You’ve decided to set up a concussion care practice and you know you can’t do it alone, but you don’t know who to include in your care team. Let’s talk about the disciplines commonly involved in concussion care. When you’re creating your concussion medical practice, it’s important to keep in mind the scopes of practice each professional covers to make sure there are no gaps in your team:
First, the Point Person: this is a qualified healthcare provider who serves as the point person on the concussion care team and makes return to activity decisions.
Athletic Trainer: Athletic trainers get specific education in recognizing signs and symptoms of concussion at the point of injury. They also serve as an important liaison between family members, school, and other healthcare providers.
Physical Therapist: Physical therapists work in vestibular therapy, active rehabilitation, or target specific deficits identified by the point person. Every patient’s needs are different and PTs are trained to assess and treat the individual problems a person might experience after concussion.

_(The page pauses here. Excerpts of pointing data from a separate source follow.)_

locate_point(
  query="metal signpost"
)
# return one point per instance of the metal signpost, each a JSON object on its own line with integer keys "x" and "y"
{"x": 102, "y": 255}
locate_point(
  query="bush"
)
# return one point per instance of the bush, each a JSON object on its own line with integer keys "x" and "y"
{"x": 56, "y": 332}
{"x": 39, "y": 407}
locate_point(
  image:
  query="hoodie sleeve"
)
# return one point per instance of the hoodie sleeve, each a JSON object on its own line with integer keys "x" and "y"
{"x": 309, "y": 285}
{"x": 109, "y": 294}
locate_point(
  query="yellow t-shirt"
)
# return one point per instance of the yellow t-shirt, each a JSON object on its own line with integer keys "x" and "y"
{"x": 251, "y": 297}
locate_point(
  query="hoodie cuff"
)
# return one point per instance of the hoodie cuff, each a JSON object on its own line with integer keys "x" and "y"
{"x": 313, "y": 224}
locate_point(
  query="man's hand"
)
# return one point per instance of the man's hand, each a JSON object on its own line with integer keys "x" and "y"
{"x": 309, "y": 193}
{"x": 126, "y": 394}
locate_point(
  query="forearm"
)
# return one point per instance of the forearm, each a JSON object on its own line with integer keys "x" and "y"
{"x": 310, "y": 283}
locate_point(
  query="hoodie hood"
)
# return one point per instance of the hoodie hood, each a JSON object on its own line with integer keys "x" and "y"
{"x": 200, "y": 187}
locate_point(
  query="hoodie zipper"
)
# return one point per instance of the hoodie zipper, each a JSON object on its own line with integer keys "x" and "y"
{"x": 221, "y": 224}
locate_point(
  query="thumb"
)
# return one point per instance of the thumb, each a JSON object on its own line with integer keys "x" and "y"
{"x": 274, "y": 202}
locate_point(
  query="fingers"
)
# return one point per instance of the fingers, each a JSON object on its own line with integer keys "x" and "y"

I want to comment on Physiotherapists working outside the US: Their scopes of practice depends on country laws. But they might be involved in concussion assessment, concussion treatment, and concussion rehabilitation.
Occupational Therapist: OTs help restore occupational function (or activities of daily living) after concussion. Folks that need help driving, performing daily tasks, or even restoring full visual function can benefit from an OT.
Optometrist: If a patient is experiencing severe vision issues after concussion, an optometrist is a great resource.
School Nurse: School nurses are a cornerstone in concussion care at the school level. They help concussed students return to school safely and avoid activities they shouldn’t engage in. They also pay attention to the appropriate academic workload for a student returning to school after concussion.
Speech Language Pathologists, School Psychologists, other multi-disciplinary team members: There are SO MANY disciplines that add value to a concussion care team. It’s up to you to decide the folks you have the resources for. These additional care team members may participate in return to school, anxiety/mood issues while recovering from a concussion, or other areas as needed.